Villeroy & Boch, the family-owned company famous for tableware, glassware and cutlery, served up a member of the family's eighth generation earlier this month when Wendelin von Boch took over chairmanship of the supervisory board, writes Marc Smith.
The news comes amid negative growth figures for the Germany-based business, which traces its roots back to the tiny French village of Audun le Tiche, where François Boch set up a pottery company with his three sons in 1748.
Just over 260 years later, the business is still going but, in common with other companies in the consumer lifestyle sector, is suffering from the global financial crisis. The group yielded a turnover of €182.2 million in the first quarter of 2009, which represents a decrease of 17.5 % on the same period last year.
Not that this unduly worries von Boch (pictured). "I am delighted to have been unanimously elected for the appointment of chairman of the Villeroy & Boch supervisory board," he exclusively told Campden FB. "I believe that I can share my forty years of experience in this difficult environment and contribute to the further development of the company."
According to figures released in May, group turnover for the whole of 2008 stood at €840.9 million, down 0.9% on the previous year, while operating profit decreased to €24.1 million, down from €38.8 million.
In particular, it was a lack of demand from foreign markets that hit revenue – specifically those suffering from a fall in real estate values. While the company's domestic German market experienced an increase of 5.1%, revenues were down 30% in the US, 24% in Spain and 16.5% in the UK. In contrast, Eastern Europe increased by 23% and Asia was up 9.8%.
The company cited "the negative effects of the worldwide economic crisis" for the poor performance overall and, in response, unveiled a package of measures aimed at increasing competitiveness and productivity. However, the costs of a restructuring programme, which is expected to provide annual savings of €50 million from 2011, have now increased to €60 million.
With this in mind, the new supervisory board chairman could be forgiven for wanting to smash a few of company's distinctive plates, but with such a long record of family stewardship, the business will be intent on riding out the current storm.
The company has operated as a public limited company since 1987 and was listed on the German stock exchange in 1990. The voting capital is still in the hands of the family descendants and various family members are presently working in the company, which has roughly 10,000 employees worldwide.

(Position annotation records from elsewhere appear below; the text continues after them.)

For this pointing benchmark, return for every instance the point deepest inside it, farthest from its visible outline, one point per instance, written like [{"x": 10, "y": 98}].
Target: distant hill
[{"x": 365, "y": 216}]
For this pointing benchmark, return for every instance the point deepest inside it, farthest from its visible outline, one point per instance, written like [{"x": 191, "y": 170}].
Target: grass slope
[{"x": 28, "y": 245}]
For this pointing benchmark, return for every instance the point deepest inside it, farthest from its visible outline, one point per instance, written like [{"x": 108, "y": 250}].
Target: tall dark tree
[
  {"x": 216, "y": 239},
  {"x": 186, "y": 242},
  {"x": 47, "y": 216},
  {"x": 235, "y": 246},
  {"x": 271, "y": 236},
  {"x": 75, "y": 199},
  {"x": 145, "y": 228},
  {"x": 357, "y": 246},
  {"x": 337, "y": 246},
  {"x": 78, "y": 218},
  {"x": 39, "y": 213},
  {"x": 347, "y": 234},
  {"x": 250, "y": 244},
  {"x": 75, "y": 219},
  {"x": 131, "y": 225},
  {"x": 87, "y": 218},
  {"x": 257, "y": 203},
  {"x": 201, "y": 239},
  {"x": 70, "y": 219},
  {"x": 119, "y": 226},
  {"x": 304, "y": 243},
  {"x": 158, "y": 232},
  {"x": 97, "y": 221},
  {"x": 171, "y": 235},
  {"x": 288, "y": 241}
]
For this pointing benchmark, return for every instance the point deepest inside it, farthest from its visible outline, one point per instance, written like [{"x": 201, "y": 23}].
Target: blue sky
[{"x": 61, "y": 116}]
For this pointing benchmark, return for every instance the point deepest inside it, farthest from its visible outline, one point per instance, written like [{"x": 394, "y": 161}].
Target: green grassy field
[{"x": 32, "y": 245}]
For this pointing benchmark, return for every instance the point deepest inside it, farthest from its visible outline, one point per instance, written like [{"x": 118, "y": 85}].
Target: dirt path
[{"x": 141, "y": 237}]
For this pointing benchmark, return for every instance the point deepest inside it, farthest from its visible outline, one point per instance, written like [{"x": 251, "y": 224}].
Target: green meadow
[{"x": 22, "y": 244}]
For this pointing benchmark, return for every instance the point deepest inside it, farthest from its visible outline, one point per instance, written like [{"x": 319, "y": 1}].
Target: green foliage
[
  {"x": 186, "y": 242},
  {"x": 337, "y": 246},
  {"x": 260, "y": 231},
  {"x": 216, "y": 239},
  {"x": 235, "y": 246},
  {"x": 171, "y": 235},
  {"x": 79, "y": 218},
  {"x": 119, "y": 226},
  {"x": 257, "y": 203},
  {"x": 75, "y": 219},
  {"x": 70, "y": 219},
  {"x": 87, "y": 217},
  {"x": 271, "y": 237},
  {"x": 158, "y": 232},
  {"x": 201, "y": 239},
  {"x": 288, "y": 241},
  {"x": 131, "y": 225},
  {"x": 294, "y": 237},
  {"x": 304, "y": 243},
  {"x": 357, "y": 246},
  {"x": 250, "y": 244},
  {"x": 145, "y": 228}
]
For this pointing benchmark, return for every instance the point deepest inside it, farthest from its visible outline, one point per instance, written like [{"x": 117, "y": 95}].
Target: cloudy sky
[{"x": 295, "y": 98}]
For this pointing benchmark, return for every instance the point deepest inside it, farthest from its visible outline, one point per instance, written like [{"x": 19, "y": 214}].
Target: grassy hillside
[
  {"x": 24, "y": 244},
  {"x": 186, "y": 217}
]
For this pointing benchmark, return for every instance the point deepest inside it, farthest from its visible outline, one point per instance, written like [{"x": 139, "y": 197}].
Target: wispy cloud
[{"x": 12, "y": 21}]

And as with most families in business, you can look to the past for inspiration. In 1836, for example, Jean-François Boch merged his works with rival Nicolas Villeroy in order to survive in the European market – thus forming the company which still stands today. A century later, during World War II, the company's factories were badly damaged, three were expropriated and one was integrated into the French Economic Area. As the company states, this was its lowest point, but it did not fail.
Outgoing supervisory board chairman Peter Prinz Wittgenstein steps down after 15 years in office. A member of the supervisory board since 1993 and its chairman since 1994, he is credited with helping to rescue and spin-off the company's tile segment.
At the family's request, Prinz Wittgenstein will continue his supervisory board membership as vice chairman. "In this way, we will be able to continue benefiting from his considerable experience," said von Boch.
According to a statement released by the company, von Boch, who used to serve a chairman of the management board, has "exerted a fundamental influence on the group, developing it into one of the leading international lifestyle companies."
The elevation of von Boch follows careful consideration by the supervisory board, the family and the management board, who stated that the most important factor was "ensuring future continuity" in the supervisory board chairmanship.
Diplomacy will be key to von Boch's early days in charge, with regard to both family members and shareholders. The board of directors and the executive board suggested on 15 May a dividend of €0.37 for preference shares (down 12% on the previous year) and €0.32 euros for ordinary shares (down 13.5% on the previous year).
However if you are looking for good omens then you need look no further than the new 2009 Villeroy & Boch tableware collection, the motto of which is described as "European tradition and timelessness, instead of short-lived trends." If ever there was a product for a family business in this day and age, then this is it.